Many reports are saying this new designer drug is sweeping the state of Florida: Broward Health Medical Center — Florida’s public hospital system and one of the largest in the nation — now sees an estimated 25 to 30 flakka patients a day, NBC News reports.
The mind-altering substance has been popping up in other states as well, including Ohio and Texas.
Flakka is made from a chemical cousin of the amphetamine-like drug found in bath salts (pictured above).
There, it goes by the name “gravel” because it looks like the gravel pebbles you’d use to decorate the bottom of an aquarium.
Use of the drug, which can be snorted, smoked, injected, swallowed, or eaten as flakka-laced gummy candies, has been linked with serious — and sometimes deadly — behavioral problems:
- In April police arrested a man on flakka running naked across an intersection to escape the imaginary people he said were chasing him.
- In February, a man on flakka was caught on camera trying to kick in the glass doors of Florida’s Fort Lauderdale police headquarters.
- And last March, a man on flakka reportedly impaled himself on a metal fence.
If these behaviors remind you of the ones that made headlines a few years ago with the appearance of drugs called “bath salts” — it isn’t a coincidence. The two drugs are closely related.
(Alex Dodd/flickr) Flakka is made from a compound called alpha-PVP, a chemical cousin of cathinone, the amphetamine-like drug found in bath salts.
Here’s the worst part: While the active ingredient in bath salts was officially banned in 2011, its newer relative, alpha-PVP, was not.
That means it is legal in any state without its own ban.
What does it do?
Like cathinone, alpha-PVP is a type of stimulant, colloquially called an “upper.” Uppers are linked with feelings of euphoria, enhanced alertness and wakefulness, and increased movement — all symptoms that are similar to those experienced by people on other drugs like amphetamines or cocaine.
Since flakka is so new, researchers aren’t sure exactly how it affects the brain, or how addictive it is.

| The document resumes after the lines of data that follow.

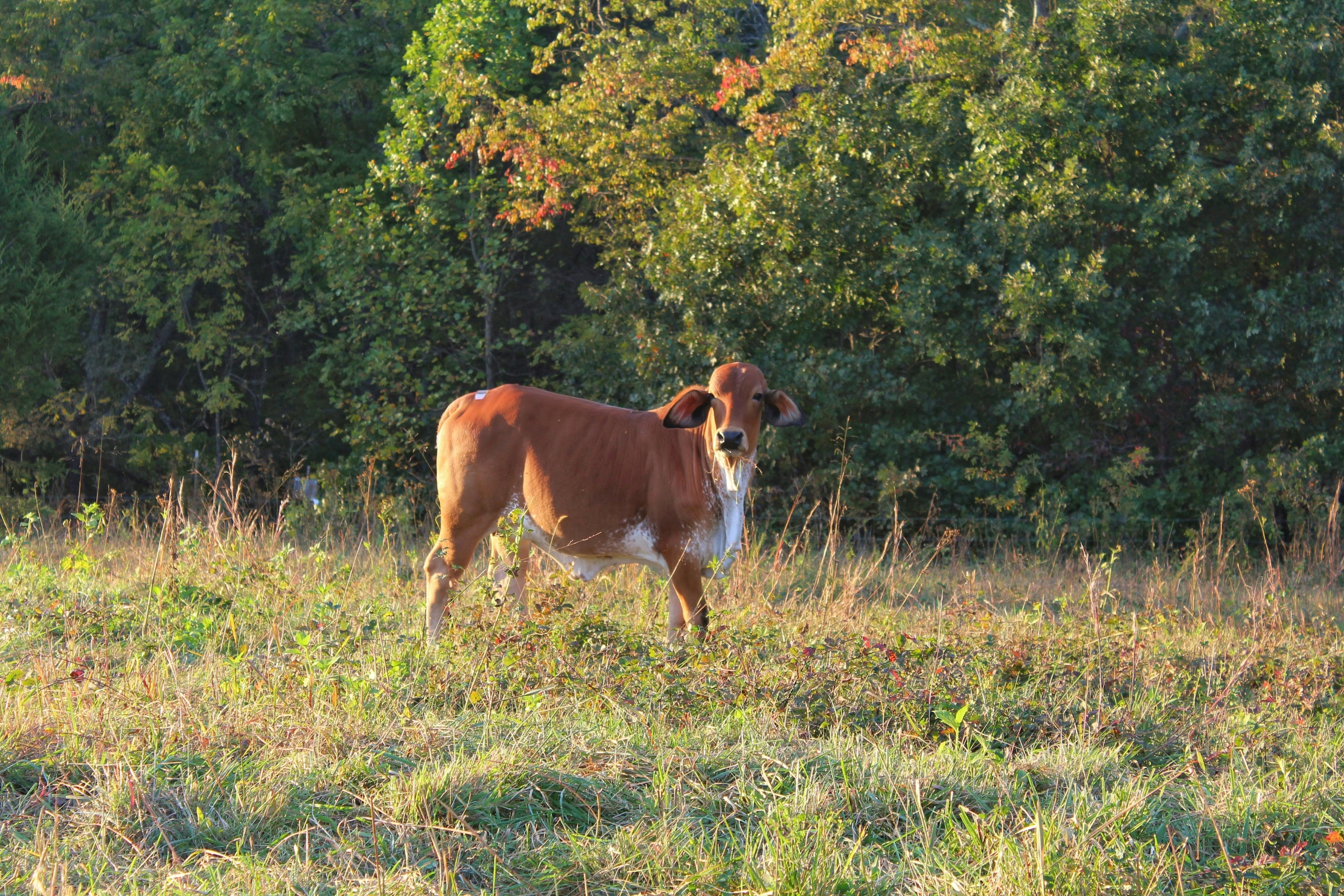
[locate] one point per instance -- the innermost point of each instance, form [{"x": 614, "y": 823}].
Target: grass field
[{"x": 230, "y": 708}]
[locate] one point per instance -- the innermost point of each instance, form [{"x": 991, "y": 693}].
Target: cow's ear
[
  {"x": 781, "y": 410},
  {"x": 689, "y": 409}
]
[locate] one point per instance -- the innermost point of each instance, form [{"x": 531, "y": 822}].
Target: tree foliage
[{"x": 1081, "y": 264}]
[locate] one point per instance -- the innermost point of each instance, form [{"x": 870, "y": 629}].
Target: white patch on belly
[{"x": 635, "y": 544}]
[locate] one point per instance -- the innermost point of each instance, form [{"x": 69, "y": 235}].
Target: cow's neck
[{"x": 727, "y": 484}]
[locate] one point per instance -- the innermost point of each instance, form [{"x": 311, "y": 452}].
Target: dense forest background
[{"x": 1038, "y": 262}]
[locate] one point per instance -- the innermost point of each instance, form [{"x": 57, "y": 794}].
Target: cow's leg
[
  {"x": 444, "y": 566},
  {"x": 689, "y": 594},
  {"x": 518, "y": 582}
]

For now, they can only guess by looking at how its chemical cousins, like cocaine and amphetamines, work. These drugs cause a surge in two chemicals: the feel-good chemical dopamine (responsible for the euphoric sensations) and norepinephrine (which raises heart rate and blood pressure and can make us more alert).
Like cocaine and meth, flakka comes with a comedown, the period when the drug leaves the body and the person is left feeling fatigued or depressed. This sensation often results in users returning to the drug to get rid of the negative comedown feeling, jump-starting a cycle of use that can lead to abuse. Also like cocaine and meth, the drug may alter brain chemistry in a way that makes users require a larger and larger dose to get the same high.

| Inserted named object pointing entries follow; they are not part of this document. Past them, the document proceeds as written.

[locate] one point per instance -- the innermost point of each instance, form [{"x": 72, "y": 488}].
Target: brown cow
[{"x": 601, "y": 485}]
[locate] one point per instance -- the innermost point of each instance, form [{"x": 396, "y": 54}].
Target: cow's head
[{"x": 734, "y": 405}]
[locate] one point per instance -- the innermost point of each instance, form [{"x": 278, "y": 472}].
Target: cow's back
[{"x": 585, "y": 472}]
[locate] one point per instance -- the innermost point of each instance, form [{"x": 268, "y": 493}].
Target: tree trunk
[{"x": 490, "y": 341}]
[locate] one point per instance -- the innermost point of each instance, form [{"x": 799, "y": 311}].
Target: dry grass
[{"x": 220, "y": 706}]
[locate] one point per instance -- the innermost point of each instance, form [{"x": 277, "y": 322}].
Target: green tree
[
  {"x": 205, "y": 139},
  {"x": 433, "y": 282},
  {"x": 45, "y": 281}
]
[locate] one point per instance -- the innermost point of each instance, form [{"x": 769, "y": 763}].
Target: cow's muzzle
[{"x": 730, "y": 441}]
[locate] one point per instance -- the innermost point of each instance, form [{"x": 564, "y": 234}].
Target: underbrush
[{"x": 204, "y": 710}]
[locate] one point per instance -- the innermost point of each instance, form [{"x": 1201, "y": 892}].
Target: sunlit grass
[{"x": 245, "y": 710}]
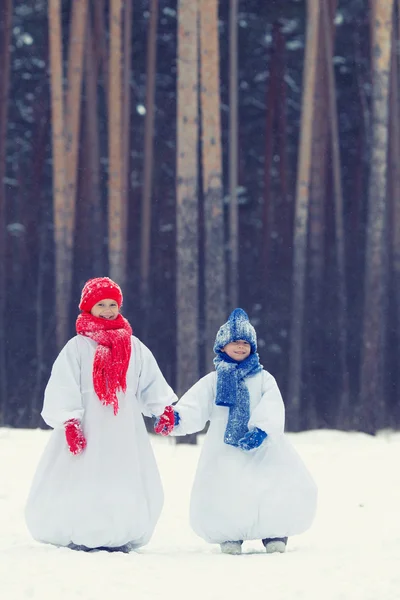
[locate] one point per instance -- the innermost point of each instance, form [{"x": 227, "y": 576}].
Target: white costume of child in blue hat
[{"x": 250, "y": 482}]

Excessive use has been linked with feelings of extreme anxiety, paranoia, and hallucinations. Like with bath salts, people have also reported dozens of episodes of violent behavior in people on flakka.
At high doses, flakka may also cause the body to reach high temperatures (bath salts have been linked with the same symptom). This excessive temperature can lead to severe physical complications like kidney damage and muscle breakdown.
Flakka is on the rise
Still, flakka use is on the rise.
According to Forbes contributor Robert Glatter, the US Drug Enforcement Administration has seen a nearly 780% increase in the number of reported cases in the last three years. Back in 2010, not a single case of the drug had been reported in the US. Suddenly in 2012 there were 85 cases, and in 2014 there were 670.
Not surprisingly, one of the main reasons for this increase may be the price: Flakka can cost as little as $5 a pop according to Dispatch Times, and is easy to buy in bulk.
“The cost is what really alarmed us … a lot more people can get their hands on it, and that’s always a problem,” Fort Lauderdale police Sergeant Nick Coffin told Dispatch Times.